Please take a look at command output error message:

[2.3.1-RELEASE][root@xxx]/root: ifconfig ue0 media auto media-opt flow
ifconfig: media-opt: bad value
Comment 5 mtatarin76 2016-07-07 07:17:55 UTC
(In reply to Pyun YongHyeon from comment #3)
and ifconfig output as well:

ue0: flags=8843<UP,BROADCAST,RUNNING,SIMPLEX,MULTICAST> metric 0 mtu 1500
        options=8000b<RXCSUM,TXCSUM,VLAN_MTU,LINKSTATE>
        ether xx:xx:xx:xx:xx:xx
        inet6 xxxx::xxx:xxxx:xxxx:xxxx%ue0 prefixlen 64 scopeid 0x7
        inet xxx.xxx.xxx.xxx netmask 0xffffff00 broadcast xxx.xxx.xxx.xxx
        nd6 options=21<PERFORMNUD,AUTO_LINKLOCAL>
        media: Ethernet autoselect (100baseTX <full-duplex>)
        status: active
Comment 6 Pyun YongHyeon freebsd_committer 2016-07-07 07:28:48 UTC
(In reply to mtatarin76 from comment #4)
Oops, sorry, there was a typo. The command should be:
#ifconfig ue0 media auto mediaopt flow
Comment 7 mtatarin76 2016-07-07 07:40:52 UTC
(In reply to Pyun YongHyeon from comment #6)

Thank you very much for the help!!!

Your workaround has solved my problem!

I doublechecked my issue under heavy load and now I do not see any Ierrs errors.

ifconfig output after ifconfig ue0 media auto mediaopt flow

ue0: flags=8843<UP,BROADCAST,RUNNING,SIMPLEX,MULTICAST> metric 0 mtu 1500
        options=8000b<RXCSUM,TXCSUM,VLAN_MTU,LINKSTATE>
        ether xx:xx:xx:xx:xx:xx
        inet6 xxxx::xxx:xxxx:xxxx:xxxx%ue0 prefixlen 64 scopeid 0x7
        inet xxx.xxx.xxx.xxx netmask 0xffffff00 broadcast xxx.xxx.xxx.xxx
        nd6 options=21<PERFORMNUD,AUTO_LINKLOCAL>
        media: Ethernet autoselect <flowcontrol> (100baseTX <full-duplex,flowcontrol,rxpause,txpause>)
        status: active

If as you said that you reproduced this problem,
how can we make a patch for this problem and include it in future FreeBSD release as permanent solution? Could you help with this?

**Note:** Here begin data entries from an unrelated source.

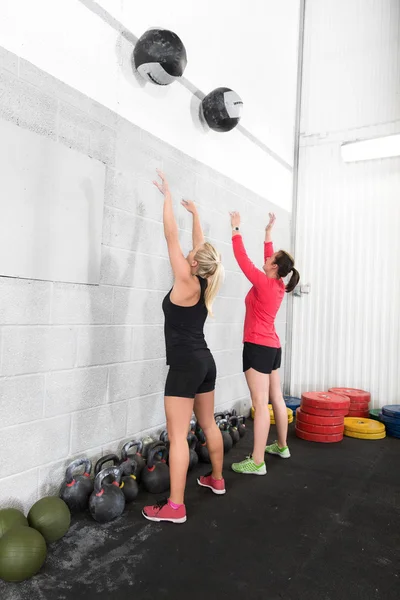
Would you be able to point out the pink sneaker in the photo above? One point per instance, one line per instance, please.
(162, 511)
(216, 485)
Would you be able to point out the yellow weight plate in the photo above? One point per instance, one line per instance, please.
(360, 425)
(365, 436)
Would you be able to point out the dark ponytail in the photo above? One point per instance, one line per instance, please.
(285, 266)
(293, 281)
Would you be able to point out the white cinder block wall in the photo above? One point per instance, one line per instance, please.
(82, 367)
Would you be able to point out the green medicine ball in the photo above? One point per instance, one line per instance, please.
(22, 553)
(51, 517)
(9, 518)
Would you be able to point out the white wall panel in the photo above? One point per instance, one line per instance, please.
(346, 332)
(352, 64)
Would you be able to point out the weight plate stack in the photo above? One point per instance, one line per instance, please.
(293, 403)
(364, 429)
(359, 401)
(390, 416)
(374, 414)
(320, 418)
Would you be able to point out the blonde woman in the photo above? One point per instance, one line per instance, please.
(191, 378)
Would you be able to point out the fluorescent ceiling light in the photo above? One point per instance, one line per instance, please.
(384, 147)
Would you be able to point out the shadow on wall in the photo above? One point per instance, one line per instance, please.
(124, 48)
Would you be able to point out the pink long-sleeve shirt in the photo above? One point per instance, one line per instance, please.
(262, 301)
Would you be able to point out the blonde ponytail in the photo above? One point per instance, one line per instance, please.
(210, 268)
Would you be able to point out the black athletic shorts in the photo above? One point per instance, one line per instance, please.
(263, 359)
(196, 375)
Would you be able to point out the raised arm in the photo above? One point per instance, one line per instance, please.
(254, 275)
(197, 232)
(268, 247)
(179, 264)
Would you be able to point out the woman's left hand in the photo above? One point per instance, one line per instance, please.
(163, 186)
(235, 219)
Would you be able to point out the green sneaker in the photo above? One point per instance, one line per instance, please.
(275, 449)
(249, 467)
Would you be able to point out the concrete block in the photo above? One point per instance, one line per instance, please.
(138, 306)
(231, 388)
(52, 475)
(97, 426)
(229, 310)
(75, 128)
(8, 61)
(24, 301)
(119, 267)
(37, 349)
(145, 412)
(78, 389)
(27, 106)
(102, 144)
(229, 362)
(21, 399)
(181, 180)
(74, 303)
(134, 233)
(129, 193)
(224, 336)
(19, 491)
(132, 156)
(103, 345)
(148, 342)
(52, 86)
(134, 379)
(33, 444)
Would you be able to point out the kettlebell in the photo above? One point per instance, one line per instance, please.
(99, 466)
(76, 489)
(107, 501)
(242, 426)
(193, 458)
(137, 456)
(233, 429)
(201, 446)
(129, 483)
(155, 475)
(224, 426)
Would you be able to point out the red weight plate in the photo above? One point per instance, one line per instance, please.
(316, 437)
(354, 394)
(325, 400)
(317, 419)
(363, 406)
(321, 429)
(320, 412)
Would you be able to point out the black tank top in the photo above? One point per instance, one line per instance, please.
(184, 328)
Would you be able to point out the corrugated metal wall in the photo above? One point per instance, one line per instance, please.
(346, 332)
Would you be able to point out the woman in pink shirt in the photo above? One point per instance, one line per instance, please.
(262, 349)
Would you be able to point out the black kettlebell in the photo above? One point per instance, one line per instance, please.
(129, 484)
(76, 489)
(137, 456)
(233, 429)
(193, 458)
(242, 426)
(155, 475)
(228, 443)
(99, 466)
(107, 501)
(201, 446)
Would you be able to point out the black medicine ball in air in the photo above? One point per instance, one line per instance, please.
(222, 109)
(160, 56)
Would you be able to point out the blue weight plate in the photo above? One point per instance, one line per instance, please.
(389, 420)
(392, 410)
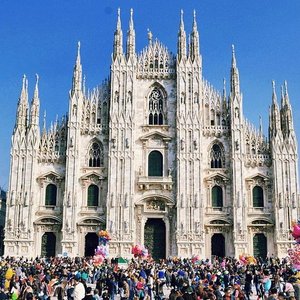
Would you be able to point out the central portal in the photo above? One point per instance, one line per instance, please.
(91, 243)
(155, 238)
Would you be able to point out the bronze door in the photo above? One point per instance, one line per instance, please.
(155, 238)
(91, 243)
(218, 245)
(48, 244)
(260, 245)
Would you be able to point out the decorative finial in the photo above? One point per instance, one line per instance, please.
(36, 90)
(181, 18)
(260, 125)
(24, 80)
(150, 36)
(119, 19)
(44, 121)
(194, 21)
(285, 87)
(131, 19)
(233, 56)
(78, 53)
(83, 84)
(224, 88)
(273, 86)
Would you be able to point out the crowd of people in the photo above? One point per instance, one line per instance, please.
(173, 278)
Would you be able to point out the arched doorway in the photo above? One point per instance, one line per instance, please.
(260, 245)
(218, 245)
(155, 238)
(91, 243)
(48, 244)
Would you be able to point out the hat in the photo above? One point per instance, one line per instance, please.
(77, 276)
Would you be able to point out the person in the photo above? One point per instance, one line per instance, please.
(189, 294)
(96, 294)
(3, 295)
(60, 290)
(79, 290)
(273, 294)
(289, 289)
(227, 293)
(125, 290)
(89, 294)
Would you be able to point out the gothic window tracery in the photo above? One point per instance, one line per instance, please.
(93, 195)
(156, 107)
(51, 195)
(217, 157)
(258, 196)
(217, 196)
(155, 164)
(96, 155)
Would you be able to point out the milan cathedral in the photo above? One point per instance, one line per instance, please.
(158, 157)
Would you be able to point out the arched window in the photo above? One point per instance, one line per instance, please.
(96, 155)
(155, 164)
(260, 245)
(51, 194)
(93, 195)
(217, 159)
(258, 197)
(156, 108)
(217, 196)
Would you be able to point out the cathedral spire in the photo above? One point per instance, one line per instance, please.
(22, 110)
(77, 73)
(274, 113)
(181, 44)
(130, 46)
(274, 97)
(194, 51)
(118, 38)
(234, 76)
(286, 94)
(224, 90)
(286, 111)
(35, 104)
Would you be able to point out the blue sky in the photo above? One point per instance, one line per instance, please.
(41, 37)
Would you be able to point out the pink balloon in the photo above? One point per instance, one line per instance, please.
(296, 231)
(98, 260)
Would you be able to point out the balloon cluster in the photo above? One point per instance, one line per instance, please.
(296, 231)
(196, 259)
(104, 237)
(8, 277)
(247, 260)
(101, 252)
(294, 252)
(140, 251)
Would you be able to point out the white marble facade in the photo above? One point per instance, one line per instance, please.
(156, 141)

Thank you very much once again!
Comment 8 Pyun YongHyeon freebsd_committer 2016-07-07 08:19:41 UTC
(In reply to mtatarin76 from comment #7)
Probably you can put flow control options to '/etc/start_if.ue0'
file as a workaround(Not tested though).

Enabling flow-control by default in driver would be a POLA
violation so I wanted to mitigate the issue when flow-control is
not active.  However, it seems there is no good way to mitigate
the issue without increasing H/W RX FIFO size.  The hardware have a
fixed sized buffer so we may have to rely on other way like
flow-control to mitigate that.
The issue shall frequently happen when the controller operates at
high-speed(USB 2.0) and established link is 1000baseT(i.e. the
network bottleneck is USB 2.0 bus).  I contacted the vendor to get
more information on the issue so let's see how it goes.  If the
vendor confirms my theory, documenting it in axge(4) would be best
one.

I guess you may see better result when you plug the controller to
USB 3.0 port.  Due to lack of H/W, I wasn't able to test that.

Thanks for testing!
Comment 9 mtatarin76 2016-07-07 08:31:42 UTC
Thank you once again for your efforts!

I put this workaround already at rc boot shell script and it worked.
I'm happy with it now!

I uses USB3 port meanwhile.

It will good if you will get some confirmation and explanation from vendor as well, I will interested in further updates if you will get anything in the future.